Gnu coreutils comes with csplit for this purpose, although its syntax is peculiar:

csplit --quiet --elide-empty-files --suppress-matched <input_file> '/^$/' '{*}'

This will split input_file on empty lines (/^$/), as many times as possible ({*}), and save the outputs to files named xx01, xx02, etc.

It’s a terminal operation, as in "cannot be piped to something else".

3. awk

Similarly, we can use awk to do the same:

awk 'BEGIN {x="xx0"} /^$/{x="xx"++i;} {print > x}' <input_file>

This is:

  1. creating a variable x set to xx0 at the very beginning

  2. only updating it to xx1 if pattern is matched (/^$/)
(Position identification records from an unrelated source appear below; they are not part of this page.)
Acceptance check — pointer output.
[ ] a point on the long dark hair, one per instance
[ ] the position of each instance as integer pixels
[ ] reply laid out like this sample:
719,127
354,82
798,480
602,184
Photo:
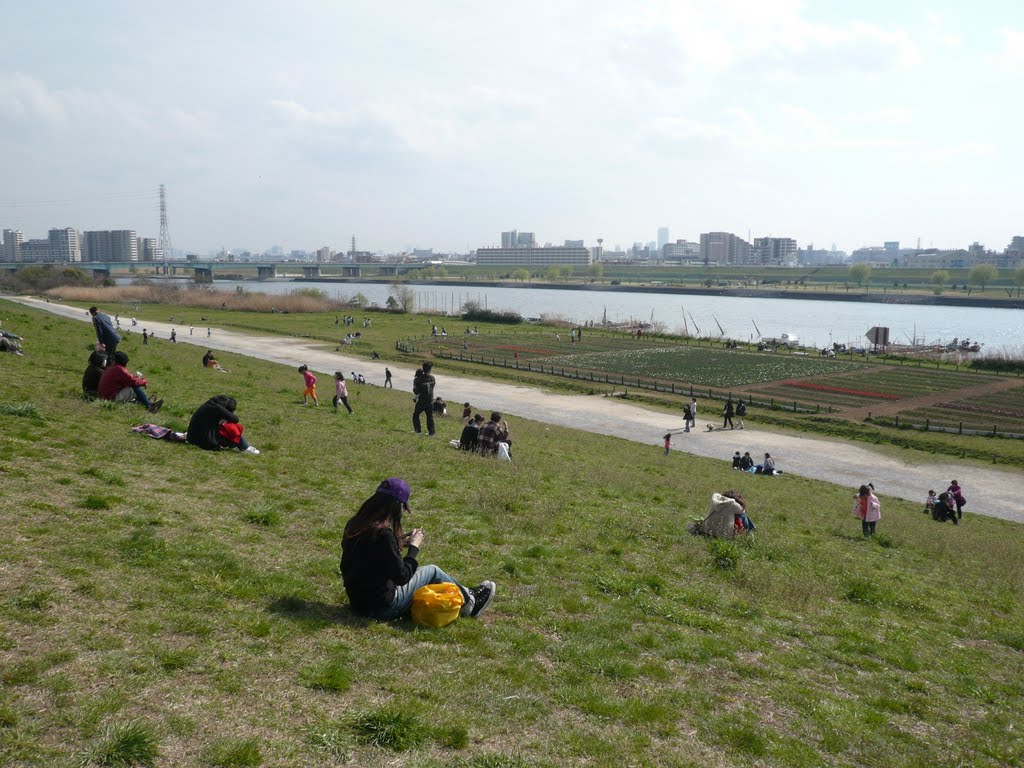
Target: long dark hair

  3. in all cases, redirecting the output of print to the file named by the variable x.

This operation is also terminal.

4. jq

Doing it with jq allows us to have the outputs in a structured format, and so we can pipe it to another command in a pipe:

jq -nR --stream '[inputs] | reduce .[] as $item ([[]]; if $item | test("^$") then . += [[]] else .[-1] += [$item] end)' <input_file>

This reads the inputs as a list of lines, and split it, returning a list of list of lines.

5. Java

For fun, we can try to implement it in Java (11+):

import java.io.IOException;
import java.nio.charset.StandardCharsets;
import java.nio.file.Files;
import java.nio.file.StandardOpenOption;
import java.nio.file.Paths;
import java.util.regex.Pattern;

public class SplitBySeparators {
  public static void main(final String args[]) throws IOException {
    if (args.length != 2) {
      System.err.println("Usage: SplitBySeparators <filename> <separator>");
      System.exit(1);
    }
    final String filename = args[0];
    final Pattern pattern = Pattern.compile(args[1]);

    int counter = -1;
    for (final String line: Files.lines(Paths.get(filename)).toList()) {
      var option = StandardOpenOption.APPEND;
      String lineToAdd = "\n" + line;
      if (pattern.matcher(line).matches() || counter == -1) {
        counter += 1;
        option = StandardOpenOption.CREATE;
        lineToAdd = line;
      }
      Files.write(Paths.get(filename + counter),
                  lineToAdd.getBytes(StandardCharsets.UTF_8),
                  option);
    }
  }
}

Compile it once:

javac SplitBySeparators.java

And then use it:

java SplitBySeparators <input_file> '^$'

Optionally, you can even compile it to a native binary:

native-image --no-server --static SplitBySeparators SplitBySeparators

and use it:

./SplitBySeparators <input_file> '^$'